Our Reluctance to Embrace Change In a World of Constant Change…

We could be looking at the beginnings of an internet-wide burnout and backlash…

Ok, maybe that first sentence is a touch dramatic, but something’s in the air. Consumers tend to be fairly conservative with technology in general. They don’t like taking risks, especially on priority services like communication. Lately however, thanks to internet-echo-chambering, nearly every new update, product, announcement, or release has been met with a viscerally negative reaction.

yahoo emailWe can look at the response to Microsoft changing the UI of Windows 8. iOS users seem to be a little cranky with iOS7 when I talk to them face to face. Most recently, petitions and forums are buzzing about Yahoo changing the interface for YMail. At some core, fundamental level consumers don’t like actual “New” things.
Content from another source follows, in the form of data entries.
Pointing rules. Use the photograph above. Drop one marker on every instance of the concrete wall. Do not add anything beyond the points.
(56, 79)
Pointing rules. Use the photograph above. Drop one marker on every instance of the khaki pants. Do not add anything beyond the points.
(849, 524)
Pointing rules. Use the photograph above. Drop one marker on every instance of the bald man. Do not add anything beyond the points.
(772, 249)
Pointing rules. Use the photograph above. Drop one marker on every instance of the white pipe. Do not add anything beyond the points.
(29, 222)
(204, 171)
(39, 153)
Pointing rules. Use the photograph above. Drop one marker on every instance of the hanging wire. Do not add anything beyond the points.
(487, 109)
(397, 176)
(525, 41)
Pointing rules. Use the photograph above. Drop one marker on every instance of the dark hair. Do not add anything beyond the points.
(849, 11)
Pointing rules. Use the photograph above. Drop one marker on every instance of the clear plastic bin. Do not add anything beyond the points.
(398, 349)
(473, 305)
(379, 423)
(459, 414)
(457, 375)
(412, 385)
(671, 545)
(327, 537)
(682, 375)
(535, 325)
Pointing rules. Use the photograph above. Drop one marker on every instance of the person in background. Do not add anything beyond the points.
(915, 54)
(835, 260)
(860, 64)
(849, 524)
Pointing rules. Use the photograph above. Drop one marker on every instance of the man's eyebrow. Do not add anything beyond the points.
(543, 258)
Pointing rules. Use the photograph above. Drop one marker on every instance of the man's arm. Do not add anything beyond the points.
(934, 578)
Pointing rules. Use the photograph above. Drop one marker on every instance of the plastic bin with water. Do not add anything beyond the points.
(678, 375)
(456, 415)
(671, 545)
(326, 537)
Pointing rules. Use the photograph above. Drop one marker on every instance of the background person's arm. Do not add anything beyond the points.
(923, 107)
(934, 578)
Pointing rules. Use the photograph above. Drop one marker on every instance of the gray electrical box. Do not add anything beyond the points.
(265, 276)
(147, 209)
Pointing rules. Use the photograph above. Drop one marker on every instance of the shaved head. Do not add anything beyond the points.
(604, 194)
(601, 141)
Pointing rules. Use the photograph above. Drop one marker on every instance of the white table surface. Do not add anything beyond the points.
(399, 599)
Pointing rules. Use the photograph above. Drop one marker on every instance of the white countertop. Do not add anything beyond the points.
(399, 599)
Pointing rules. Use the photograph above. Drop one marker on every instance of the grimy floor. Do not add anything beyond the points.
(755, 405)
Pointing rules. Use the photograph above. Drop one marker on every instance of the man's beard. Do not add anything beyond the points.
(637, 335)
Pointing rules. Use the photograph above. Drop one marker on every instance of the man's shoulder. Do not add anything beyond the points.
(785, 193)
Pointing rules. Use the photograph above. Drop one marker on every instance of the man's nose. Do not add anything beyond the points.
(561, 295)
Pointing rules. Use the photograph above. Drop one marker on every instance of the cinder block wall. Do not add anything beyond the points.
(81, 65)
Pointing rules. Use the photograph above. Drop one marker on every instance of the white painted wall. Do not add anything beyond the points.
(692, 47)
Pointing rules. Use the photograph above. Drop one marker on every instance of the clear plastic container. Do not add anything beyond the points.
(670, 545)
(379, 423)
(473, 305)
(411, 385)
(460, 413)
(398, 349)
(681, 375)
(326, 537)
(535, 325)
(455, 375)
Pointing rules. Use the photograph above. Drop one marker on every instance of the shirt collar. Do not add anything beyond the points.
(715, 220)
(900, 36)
To a degree this makes sense. We count on products like email or our operating system to get things done. However, we’re also witnessing the immediacy of internet communications coloring the perception of a change before anyone has a chance to try out that new thing. That cycle happens far faster than any developer or manufacturer’s PR can handle the discussion. People who have never handled a Windows 8 product for example, still love to tell me how much it sucks and why I’m wrong for liking it, because “so-n-so at such-n-such blog eight months ago said it was confusing to blah blah blah…

Is education part of the problem?

We seem to be conditioned to learn the base operation of a tool set, but are rarely encouraged to understand how a tool works beyond that. Far from encouraging curiosity, we often celebrate ignorance. “Your time is too precious and valuable to learn anything about how your magic glowing rectangles work!” You’ll just experience severely more downtime if and when your glowing rectangle breaks if you don’t know some basic trouble shooting…
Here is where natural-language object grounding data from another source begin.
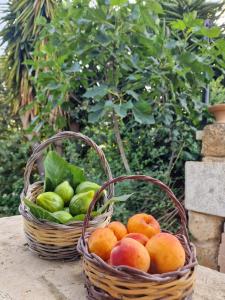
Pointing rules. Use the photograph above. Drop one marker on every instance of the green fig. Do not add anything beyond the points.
(62, 216)
(67, 209)
(81, 217)
(79, 204)
(87, 186)
(65, 191)
(50, 201)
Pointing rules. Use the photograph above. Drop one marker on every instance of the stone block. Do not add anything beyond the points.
(207, 253)
(205, 227)
(213, 140)
(222, 248)
(221, 263)
(205, 187)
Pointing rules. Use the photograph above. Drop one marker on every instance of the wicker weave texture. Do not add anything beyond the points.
(104, 282)
(51, 240)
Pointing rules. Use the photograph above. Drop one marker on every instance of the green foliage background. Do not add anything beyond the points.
(147, 66)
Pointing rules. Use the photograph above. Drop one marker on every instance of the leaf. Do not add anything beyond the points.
(179, 25)
(74, 68)
(57, 170)
(98, 106)
(213, 32)
(122, 198)
(97, 91)
(118, 2)
(39, 212)
(143, 113)
(133, 94)
(95, 116)
(121, 109)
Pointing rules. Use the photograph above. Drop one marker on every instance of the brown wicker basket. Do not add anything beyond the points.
(103, 281)
(51, 240)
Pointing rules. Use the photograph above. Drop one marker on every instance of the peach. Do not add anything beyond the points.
(101, 242)
(166, 252)
(141, 238)
(129, 252)
(143, 223)
(118, 228)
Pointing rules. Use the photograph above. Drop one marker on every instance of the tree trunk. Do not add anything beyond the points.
(120, 144)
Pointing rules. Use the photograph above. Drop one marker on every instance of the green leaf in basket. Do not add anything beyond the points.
(81, 217)
(58, 170)
(113, 200)
(39, 212)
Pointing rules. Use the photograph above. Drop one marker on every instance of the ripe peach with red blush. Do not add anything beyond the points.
(143, 223)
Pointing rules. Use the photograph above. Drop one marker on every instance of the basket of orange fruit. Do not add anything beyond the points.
(138, 260)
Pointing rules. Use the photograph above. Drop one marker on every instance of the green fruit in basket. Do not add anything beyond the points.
(65, 191)
(67, 209)
(62, 216)
(50, 201)
(79, 204)
(81, 217)
(87, 186)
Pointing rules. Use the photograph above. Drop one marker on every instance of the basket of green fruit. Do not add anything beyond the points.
(54, 209)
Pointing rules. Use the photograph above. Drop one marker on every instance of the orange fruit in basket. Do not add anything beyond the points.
(129, 252)
(141, 238)
(166, 252)
(143, 223)
(101, 242)
(118, 228)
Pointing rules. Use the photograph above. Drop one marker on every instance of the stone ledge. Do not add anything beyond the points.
(205, 187)
(26, 277)
(213, 140)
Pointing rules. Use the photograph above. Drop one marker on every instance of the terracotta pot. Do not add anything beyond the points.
(218, 110)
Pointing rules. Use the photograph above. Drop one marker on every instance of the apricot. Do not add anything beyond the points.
(118, 228)
(129, 252)
(141, 238)
(166, 252)
(143, 223)
(101, 242)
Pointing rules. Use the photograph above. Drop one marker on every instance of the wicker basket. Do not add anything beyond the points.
(103, 281)
(51, 240)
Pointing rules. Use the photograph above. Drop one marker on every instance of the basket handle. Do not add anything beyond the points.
(152, 180)
(60, 136)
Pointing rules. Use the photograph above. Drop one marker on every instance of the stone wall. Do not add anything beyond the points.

This makes sense for something like a hammer. It takes very little instruction to learn how to hammer, you don’t really need to know how a hammer is made, and it’s highly unlikely the core functionality of a hammer will change. For those interested, you can learn about Advanced Hammering by moving to sledgehammers or rock hammers, but all hammers somewhat resemble each other to some degree.
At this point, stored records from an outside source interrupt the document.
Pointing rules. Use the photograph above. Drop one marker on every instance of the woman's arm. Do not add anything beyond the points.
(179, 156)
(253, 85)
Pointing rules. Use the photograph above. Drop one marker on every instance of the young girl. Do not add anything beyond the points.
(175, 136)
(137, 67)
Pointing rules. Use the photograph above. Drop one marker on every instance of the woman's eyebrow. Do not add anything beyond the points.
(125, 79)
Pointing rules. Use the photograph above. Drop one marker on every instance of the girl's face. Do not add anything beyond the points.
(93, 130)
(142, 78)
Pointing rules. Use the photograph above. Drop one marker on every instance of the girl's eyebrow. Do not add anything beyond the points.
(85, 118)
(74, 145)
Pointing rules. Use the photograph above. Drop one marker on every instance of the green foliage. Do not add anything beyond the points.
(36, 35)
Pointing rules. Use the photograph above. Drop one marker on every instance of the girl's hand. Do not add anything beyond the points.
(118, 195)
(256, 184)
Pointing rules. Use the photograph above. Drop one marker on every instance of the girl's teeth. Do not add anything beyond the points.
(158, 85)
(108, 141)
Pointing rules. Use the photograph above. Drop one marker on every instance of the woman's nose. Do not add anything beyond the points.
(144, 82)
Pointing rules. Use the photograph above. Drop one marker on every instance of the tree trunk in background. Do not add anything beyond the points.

In the past, technology worked via long term iteration. For my parent’s generation, after learning how a piece of software worked, it would probably be several years before they would have to encounter new functionality or a new user interface. Often those changes were fairly slight, a new menu, a fresh coat of paint.

As technology becomes more and more a part of our daily lives that evolution will happen faster and faster. In mobile hardware, we expect yearly, sometimes even quarterly, improvement to the phones and tablets we use.  This cycle will most likely accelerate further.

I live in a world of iteration. My children will know constant change. 

It’s not hard to see a near future where the idea of yearly, quarterly, or monthly updates and iterations gives way to near constant real-time correction, improvement, and evolution. To a degree, for as much as people resist change, they also demand it. Analysts bemoan missed (unrealistic) expectations. Companies have to generate excitement not based on their actual merits, but on the PERCEPTION of how they’re doing in the market based on shareholder expectations. Customers vaguely “want something better” though often they can’t articulate what that “better” looks like beyond one feature they personally want, or some small UI change which would fit their usage better.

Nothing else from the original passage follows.